Between a ketogenic diet, with its very low intake of carbohydrate (less than 50g carbohydrate in 2000kcals), and a standard UK diet (perhaps 250-300g carbohydrate in 2000kcals) there is a whole range of carbohydrate modification options in between. Anything
below around 100-120g carbohydrate per day is classed as a “low carbohydrate diet”.
Why consider a ketogenic diet for brain tumour management?
In 2015 the James Lind Alliance (JLA) Priority Setting Partnership (PSP), in which Brain Tumour Research was an active participant, highlighted that the number one question amongst patients, caregivers, charities, and multidisciplinary professional groups
was ‘Do lifestyle factors (e.g. sleep, stress, diet) influence tumour growth in people with a brain or spinal cord tumour?”
Why explore lifestyle changes when diagnosed with a brain tumour?
All those living with primary brain tumours face an uncertain prognosis. For many, the need to actively contribute to the management of their brain tumour with its associated physical and emotional symptoms is a powerful motivator and 32-41% of brain
tumour patients are reported to explore complementary therapies and consider lifestyle change to manage symptoms, and hopefully also prolong survival.
Can I get ketogenic diet therapy on the NHS?
In the UK, NHS based ketogenic dietary therapy services for adults with epilepsy are extremely limited and there is no provision for adults with brain tumours. As a result, it can be an immense struggle for those wishing to explore ketogenic diet to find
appropriate information and work out whether it is the right choice, at the right time, for them.
How do I find reliable information about ketogenic diet therapy?

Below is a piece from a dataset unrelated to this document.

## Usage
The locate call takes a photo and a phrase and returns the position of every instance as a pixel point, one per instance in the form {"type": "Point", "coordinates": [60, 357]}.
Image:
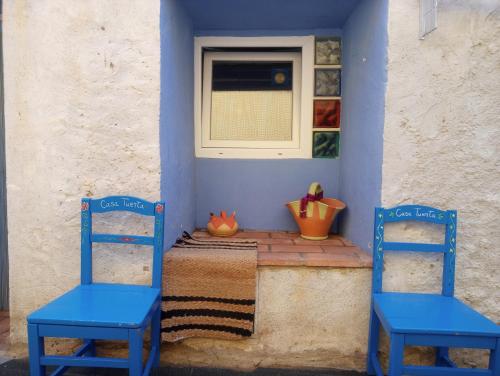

Since 2011, the Matthew’s Friends charitable service has provided information to many hundreds of enquirers (including many doctors and dieticians) and clinical dietetic support to around 100 self-selected adults with brain tumours who requested
clinical guidance to explore ketogenic dietary therapy as a component of their brain tumour management alongside their standard treatments including surgery, radiotherapy and chemotherapy. This dietetics support service was provided free to patients,
an amazing resource made possible through collaborative funding between themselves and the Brain Tumour Research Member Charity, Astro Brain Tumour Fund. Unfortunately this service has now closed because the study they were undertaking has been completed,
but the Matthew's Friends website and YouTube channel remains an invaluable resource. We suggest that if you have a brain tumour, you contact the charity Matthew’s Friends (UK,
Canada, New Zealand) or the Charlie Foundation (USA) for professional information about exploring ketogenic diet therapy.
Ketogenic Diet and Brain Tumour Research
The laboratory team led by Dr.Nelofer Syed at the Brain Tumour Research Centre at Imperial College, London are part of a global network of researchers investigating this long-established medical diet. Dr.Syed’s work is starting to shed light on how this high fat, low carbohydrate, adequate protein diet affects the metabolism of brain tumour cells: in other words, how it changes the way that brain tumours use nutrients to provide the energy that they need in order to grow.
Working in collaboration with experts across the UK, a clinical trial protocol is close to completion and we now need extra funds to move this forward as quickly as possible. Researchers in the US have shown that when the ketogenic diet is used alongside radiotherapy in a mouse model, brain tumours disappear from the brain, and stay away even when the mice are then moved back onto a normal diet. There is obviously a big difference between obtaining this result in a laboratory and in humans, but research in other laboratories (including those at Imperial College) also indicates that the ketogenic diet may make surgery, chemotherapy and radiotherapy work more effectively so it is vital that we explore this possibility.
To date, the laboratory work has focused on adult brain tumours, but the team at Imperial College now has the opportunity to collaborate with a research team at Phoenix Children’s Hospital, Arizona. This means that they could expand their research to include the most deadly of childhood brain tumours, Diffuse Intrinsic Pontine Glioma (DIPG).